Friday, May 14, 2021


Thinking about "retiring" this month after 9 years at the ACLU of Virginia, I turned as I often do to a book by Robert Grudin – Time and the Art of Living.

The book is a collection of Grudin's meditations about time organized into chapters including "Politics of Time", "Achievement", "Growth and Age". The front flap of the book jacket describes it as a "symphony of penetrating insights and observations about time and its elusive bounty."

I've been thinking about the urgency of time a lot as I register more and more "lasts" and fewer and fewer "firsts."  So, as I approached this transition, I found inspiration, solace and clarity in some of Grudin's "thoughts."

“No psychological message is so open to question as that which tells us that we have nothing left to do or to give.”
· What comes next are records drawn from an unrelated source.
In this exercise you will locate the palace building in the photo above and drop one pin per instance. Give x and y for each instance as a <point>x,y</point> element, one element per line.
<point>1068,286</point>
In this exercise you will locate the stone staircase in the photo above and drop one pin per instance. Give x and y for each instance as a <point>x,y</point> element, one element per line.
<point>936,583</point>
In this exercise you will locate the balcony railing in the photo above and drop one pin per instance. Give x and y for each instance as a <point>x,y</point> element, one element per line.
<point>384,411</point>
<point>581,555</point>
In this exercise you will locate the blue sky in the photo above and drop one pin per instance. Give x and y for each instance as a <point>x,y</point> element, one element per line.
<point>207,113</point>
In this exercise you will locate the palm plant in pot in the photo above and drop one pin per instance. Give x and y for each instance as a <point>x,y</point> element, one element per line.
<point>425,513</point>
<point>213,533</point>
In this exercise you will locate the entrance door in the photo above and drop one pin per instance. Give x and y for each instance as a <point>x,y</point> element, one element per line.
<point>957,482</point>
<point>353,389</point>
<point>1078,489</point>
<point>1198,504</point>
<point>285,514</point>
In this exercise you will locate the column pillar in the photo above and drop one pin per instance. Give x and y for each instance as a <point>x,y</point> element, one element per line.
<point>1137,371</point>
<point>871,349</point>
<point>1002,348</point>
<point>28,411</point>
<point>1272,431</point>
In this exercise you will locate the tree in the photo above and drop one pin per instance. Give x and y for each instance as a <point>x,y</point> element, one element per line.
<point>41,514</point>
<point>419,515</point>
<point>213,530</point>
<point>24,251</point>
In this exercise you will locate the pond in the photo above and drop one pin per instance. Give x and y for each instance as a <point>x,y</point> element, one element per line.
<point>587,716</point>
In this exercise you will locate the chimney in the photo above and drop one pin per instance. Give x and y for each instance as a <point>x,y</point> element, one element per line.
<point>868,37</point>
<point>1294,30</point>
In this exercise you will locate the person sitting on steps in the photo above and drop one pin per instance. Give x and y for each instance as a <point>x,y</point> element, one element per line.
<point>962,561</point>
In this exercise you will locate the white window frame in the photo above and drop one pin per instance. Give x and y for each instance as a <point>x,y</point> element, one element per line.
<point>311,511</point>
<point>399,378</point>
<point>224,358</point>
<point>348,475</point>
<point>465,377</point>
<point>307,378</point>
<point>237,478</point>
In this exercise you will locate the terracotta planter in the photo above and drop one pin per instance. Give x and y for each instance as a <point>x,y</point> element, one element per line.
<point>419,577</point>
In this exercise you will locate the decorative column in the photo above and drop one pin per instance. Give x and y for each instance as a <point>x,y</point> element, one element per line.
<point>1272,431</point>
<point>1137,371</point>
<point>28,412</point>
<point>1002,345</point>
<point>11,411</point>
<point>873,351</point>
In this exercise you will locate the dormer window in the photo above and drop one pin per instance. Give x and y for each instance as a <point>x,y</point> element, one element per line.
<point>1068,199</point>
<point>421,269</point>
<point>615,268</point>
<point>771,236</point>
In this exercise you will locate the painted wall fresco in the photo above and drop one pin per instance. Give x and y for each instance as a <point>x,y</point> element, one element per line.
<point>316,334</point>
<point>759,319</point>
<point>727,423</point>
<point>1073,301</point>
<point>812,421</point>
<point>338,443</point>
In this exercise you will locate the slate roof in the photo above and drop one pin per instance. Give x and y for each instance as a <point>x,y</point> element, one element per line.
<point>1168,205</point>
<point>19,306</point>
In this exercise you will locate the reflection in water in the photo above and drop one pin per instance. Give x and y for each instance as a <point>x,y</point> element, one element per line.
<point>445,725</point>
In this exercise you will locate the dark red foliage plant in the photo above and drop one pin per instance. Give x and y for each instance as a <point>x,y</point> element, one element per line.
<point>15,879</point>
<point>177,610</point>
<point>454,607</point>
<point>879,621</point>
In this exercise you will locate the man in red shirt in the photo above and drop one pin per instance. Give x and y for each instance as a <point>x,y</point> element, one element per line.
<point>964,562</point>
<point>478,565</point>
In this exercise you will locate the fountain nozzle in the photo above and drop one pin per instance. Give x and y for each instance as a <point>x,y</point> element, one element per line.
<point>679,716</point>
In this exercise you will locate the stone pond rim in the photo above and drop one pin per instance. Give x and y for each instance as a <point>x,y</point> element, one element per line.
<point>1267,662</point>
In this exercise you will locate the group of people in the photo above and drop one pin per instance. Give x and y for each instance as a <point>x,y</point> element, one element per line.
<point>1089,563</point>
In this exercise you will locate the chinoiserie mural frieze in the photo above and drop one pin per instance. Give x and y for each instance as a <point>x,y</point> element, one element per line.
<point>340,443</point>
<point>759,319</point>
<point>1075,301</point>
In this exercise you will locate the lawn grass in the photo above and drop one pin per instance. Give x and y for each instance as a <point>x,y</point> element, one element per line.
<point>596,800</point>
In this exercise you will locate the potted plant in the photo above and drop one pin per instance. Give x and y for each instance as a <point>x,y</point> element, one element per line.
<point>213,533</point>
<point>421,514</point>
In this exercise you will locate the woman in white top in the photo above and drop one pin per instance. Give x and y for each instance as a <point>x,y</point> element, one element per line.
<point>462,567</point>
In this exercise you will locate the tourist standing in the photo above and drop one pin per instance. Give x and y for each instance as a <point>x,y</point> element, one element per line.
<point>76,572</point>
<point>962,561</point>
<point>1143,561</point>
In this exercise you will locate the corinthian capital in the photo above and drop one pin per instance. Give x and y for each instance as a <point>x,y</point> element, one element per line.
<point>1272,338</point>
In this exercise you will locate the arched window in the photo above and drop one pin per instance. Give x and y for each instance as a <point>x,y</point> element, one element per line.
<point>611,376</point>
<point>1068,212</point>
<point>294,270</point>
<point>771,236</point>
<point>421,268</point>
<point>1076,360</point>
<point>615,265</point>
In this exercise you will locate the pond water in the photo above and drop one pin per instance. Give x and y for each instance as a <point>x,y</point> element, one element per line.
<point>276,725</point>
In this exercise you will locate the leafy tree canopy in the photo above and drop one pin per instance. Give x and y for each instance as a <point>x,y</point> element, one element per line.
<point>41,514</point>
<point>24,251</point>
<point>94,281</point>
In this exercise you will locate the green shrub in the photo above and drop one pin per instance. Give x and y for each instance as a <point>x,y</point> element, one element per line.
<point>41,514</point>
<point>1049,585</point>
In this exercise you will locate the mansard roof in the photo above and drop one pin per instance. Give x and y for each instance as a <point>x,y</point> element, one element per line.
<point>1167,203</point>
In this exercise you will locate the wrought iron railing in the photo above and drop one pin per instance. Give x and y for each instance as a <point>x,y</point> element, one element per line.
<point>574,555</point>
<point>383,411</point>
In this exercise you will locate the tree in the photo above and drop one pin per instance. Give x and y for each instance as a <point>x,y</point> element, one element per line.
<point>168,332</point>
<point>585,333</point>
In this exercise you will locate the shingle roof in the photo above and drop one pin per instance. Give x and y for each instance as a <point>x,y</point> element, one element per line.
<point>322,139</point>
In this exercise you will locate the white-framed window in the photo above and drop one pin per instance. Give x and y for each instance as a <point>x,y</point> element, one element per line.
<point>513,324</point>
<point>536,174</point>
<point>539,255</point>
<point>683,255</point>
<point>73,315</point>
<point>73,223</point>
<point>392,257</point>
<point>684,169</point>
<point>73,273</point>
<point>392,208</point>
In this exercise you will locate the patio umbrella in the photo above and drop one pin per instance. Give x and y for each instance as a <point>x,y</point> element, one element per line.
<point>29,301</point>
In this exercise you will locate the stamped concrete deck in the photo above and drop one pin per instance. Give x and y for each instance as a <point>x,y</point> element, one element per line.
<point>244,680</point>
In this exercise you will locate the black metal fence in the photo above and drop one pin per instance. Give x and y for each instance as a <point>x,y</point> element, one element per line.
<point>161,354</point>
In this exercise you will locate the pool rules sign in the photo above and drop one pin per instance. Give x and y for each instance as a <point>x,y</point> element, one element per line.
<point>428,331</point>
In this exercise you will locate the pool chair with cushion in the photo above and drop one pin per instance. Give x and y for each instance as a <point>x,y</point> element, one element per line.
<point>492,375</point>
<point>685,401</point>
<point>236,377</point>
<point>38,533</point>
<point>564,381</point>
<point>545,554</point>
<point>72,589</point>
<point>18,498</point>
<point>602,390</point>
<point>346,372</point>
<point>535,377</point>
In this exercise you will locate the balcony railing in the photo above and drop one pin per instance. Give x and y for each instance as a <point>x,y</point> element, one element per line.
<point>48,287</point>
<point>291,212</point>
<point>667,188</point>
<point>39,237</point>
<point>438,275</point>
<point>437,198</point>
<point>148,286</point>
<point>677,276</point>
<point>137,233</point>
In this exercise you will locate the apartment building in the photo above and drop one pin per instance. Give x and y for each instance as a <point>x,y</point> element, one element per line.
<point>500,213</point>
When folks congratulate me on “retiring,” I find myself resisting as I feel strongly I have much left to do and to give.  I hope folks who have wished me well in retirement won't feel baited and switched when I keep showing up in advocacy circles.

Perhaps the reason for the resistance is that I take to heart, perhaps too much to heart, this Grudin thought: “The years forget our errors and forgive our sins, but they punish our inaction with living death.”  Inaction just isn't in my nature.

 I agree with Grudin that “No matter where we are in age, we are always in the middle of time, and must weigh our future equally with our past.”

 When I think back on the past nine years at the ACLU of Virginia, I am deeply grateful that I was allowed the privilege of having time with so many good and committed people … staff, professional colleagues, ACLU board members, our supporters, family and friends. At the same time, I look forward to the freedom to define my future free from organizational imperatives.

 Grudin says, “those who labor for bread or money alone are condemned to their reward.”

The job of Executive Director of the ACLU of Virginia and all of the people associated with it have showered me with rewards -- in accomplishments, friendship, support, mentorship, constructive criticism -- over the last nine years that are so much more valuable than bread or money.  I feel nothing but gratitude for the opportunities this job provided.

Grudin opines that “The happy individual is able to renew daily and with full consciousness all the basic expressions of human identity: work, love, communication, play, and rest.”

Being Executive Director of the ACLU of Virginia and the people who were a part of and supported the work have offered me the opportunity to be one happy individual over the last nine years.  Who could ask for more?

Grudin counsels that “Written history is composed of actions; real history is actions compounded invisibly by refusals to act."

I am equally proud of the written history we created together at the ACLU of Virginia with our actions and the “real history” that includes the wise decisions we made from time to time not to act.  

Finally, Grudin reminds us that “In the heat of action, the mere ability to remember our principles, our goals and the specific reasoning behind the course we have taken is an element of courage. Memory is fear’s first victim.”

It has been hard to preserve “memory” at times over the last nine years. I am grateful to all who helped me to have the courage to fight fear and remember what the ACLU is/who I am, and to reexamine, as appropriate, the reasoning behind the course we have taken and consider carefully the course we should take in the future.

 I will miss working with the amazing staff we assembled at the ACLU of Virginia, our board members, supporters and my professional colleagues in the extended ACLU family.   I highly value the gift these nine years have been to me personally and professionally, and I thank everyone from the bottom of my heart for the roles that they may have played in our success and in my happiness! For me, standing in the middle, the future remains bright for the ACLU of Virginia and for me personally.